How this process is done?
Posted

okay, you need to distinguish between
1. building a 1 petabytes data set
Usually, you don't build a single 1 petabytes database by importing a 1 PB file, usually a PB database get built up over time, one small piece a time

2. running an analysis of 1 petabytes data set
Hadoop HDFS (Hadoop Distributed File System) - for example, each slave stores 1TB of the total 1 PB and you want to find Max(x) from this 10PB data set distributed over 1000 slaves (1TB/1PB). Hadoop does this by running Max calculation on each slaves (each on separate machine). Client can run a separate "max" computation over ten results (max of 1TB) from 1000 slaves.
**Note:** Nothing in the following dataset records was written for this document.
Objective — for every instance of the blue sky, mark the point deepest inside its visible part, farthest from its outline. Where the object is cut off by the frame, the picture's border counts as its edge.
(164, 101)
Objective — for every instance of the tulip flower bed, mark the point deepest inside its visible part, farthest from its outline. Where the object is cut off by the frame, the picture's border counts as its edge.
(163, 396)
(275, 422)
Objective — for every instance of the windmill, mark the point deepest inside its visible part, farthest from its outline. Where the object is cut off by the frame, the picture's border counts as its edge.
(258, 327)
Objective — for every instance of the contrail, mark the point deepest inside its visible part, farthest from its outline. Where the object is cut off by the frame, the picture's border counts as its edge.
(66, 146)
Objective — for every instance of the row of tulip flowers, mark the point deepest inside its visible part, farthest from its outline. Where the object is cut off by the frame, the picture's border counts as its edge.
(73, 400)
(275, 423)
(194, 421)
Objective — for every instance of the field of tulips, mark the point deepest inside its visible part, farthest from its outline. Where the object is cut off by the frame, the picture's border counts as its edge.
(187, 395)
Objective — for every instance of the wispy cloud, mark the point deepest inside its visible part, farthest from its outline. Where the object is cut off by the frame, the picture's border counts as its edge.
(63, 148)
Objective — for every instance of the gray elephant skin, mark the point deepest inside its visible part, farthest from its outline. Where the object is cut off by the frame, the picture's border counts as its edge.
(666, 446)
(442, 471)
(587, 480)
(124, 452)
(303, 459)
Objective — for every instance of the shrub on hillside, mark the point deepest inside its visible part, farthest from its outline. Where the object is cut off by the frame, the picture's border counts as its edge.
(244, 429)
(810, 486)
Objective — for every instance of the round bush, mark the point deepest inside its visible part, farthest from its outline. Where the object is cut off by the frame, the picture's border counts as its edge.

This way, you don't ever need assemble the entire 1PB in memory.

This makes Hadoop very/lineraly scalable.
 
Share this answer
 
Comments
CPallini 21-May-18 9:21am    
5.
May be this link could help you
http://www.youtube.com/watch?v=ziqx2hJY8Hg[^]
 
Share this answer
 

This content, along with any associated source code and files, is licensed under The Code Project Open License (CPOL)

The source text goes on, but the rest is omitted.